Maybe I won’t analyze four poems in one entry. It might be overbearing, because once I start talking poetry, I won’t shut up. Speaking of overbearing, I apologize for cutting it short last week, but it was simply one of those days. A day to read and think and drink tea to stop yourself from saying things you’ll regret later. I gotta say, if Emily Dickinson chose to stay at home, I see why. Rough world out there. Lately I’ve had a huge work load and I’m trying to shove things off my plate so I can do fun things, like work on my novel, and go on this platform and write.

Anyway, back to the poetry. I decided to go with “The Bustle in a House,” because the motions in there still apply to my life.


The Bustle in a House (#1108)

The Bustle in a House

The Morning after Death

Is the solemnest of industries

Enacted opon Earth –


The Sweeping up the Heat

And putting Love away

We shall not want to use again

Until Eternity –


— * I think Dickinson is talking about heartbreak, death being an exaggeration thereof, or perhaps it stands for depression.

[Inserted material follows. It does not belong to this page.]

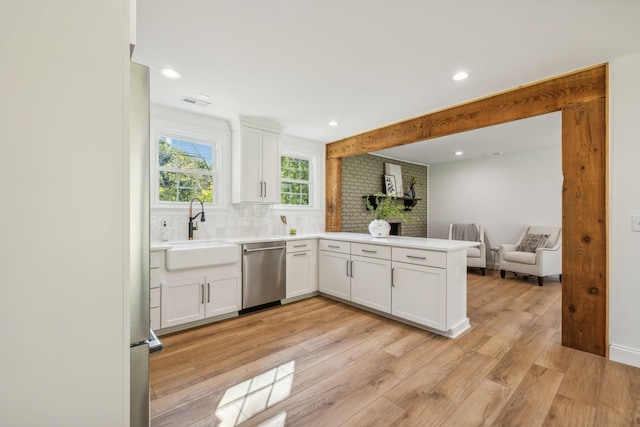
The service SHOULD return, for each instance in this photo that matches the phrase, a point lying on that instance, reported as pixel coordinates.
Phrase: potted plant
(382, 208)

It appears the speaker is someone waking up early in the morning and listening to the sounds of people getting ready for the day. Those sounds are “the solemnest of industries,” something ordinary, an activity that occurs in most households all over the world. As though she performs a daily shore, like cleaning the house, she sweeps her emotions aside. She locks her heart somewhere, never to be seen or touched or used for as long as she lives. Since she uses the word “we,” I wonder if this has anything to do with her family. It sounds rather like it’s the speaker and the other people in the house who deal with some sort of heartbreak, sadness or depression that they, however, have to hide for the sake of keeping appearances. * —

Before you freak out, I’m not saying I’m depressed or anything. When I say “the motions apply to my life,” I mean this: There are so many things happening right now, it feels like I barely get a moment to feel or just react. Spewing stuff on social media is one thing, you know, but like tweets, those thoughts are so quick and then they’re easily forgotten, because you move on to the next task or appointment or whatever else. This is my last semester at college, at least as an undergrad, and I’m so busy juggling ten things at once that I feel like I can’t enjoy the ride as much. Every morning, there’s a bustle to get started for yet another day.

As cheesy as it sounds, it won’t kill me to stop and smell the roses.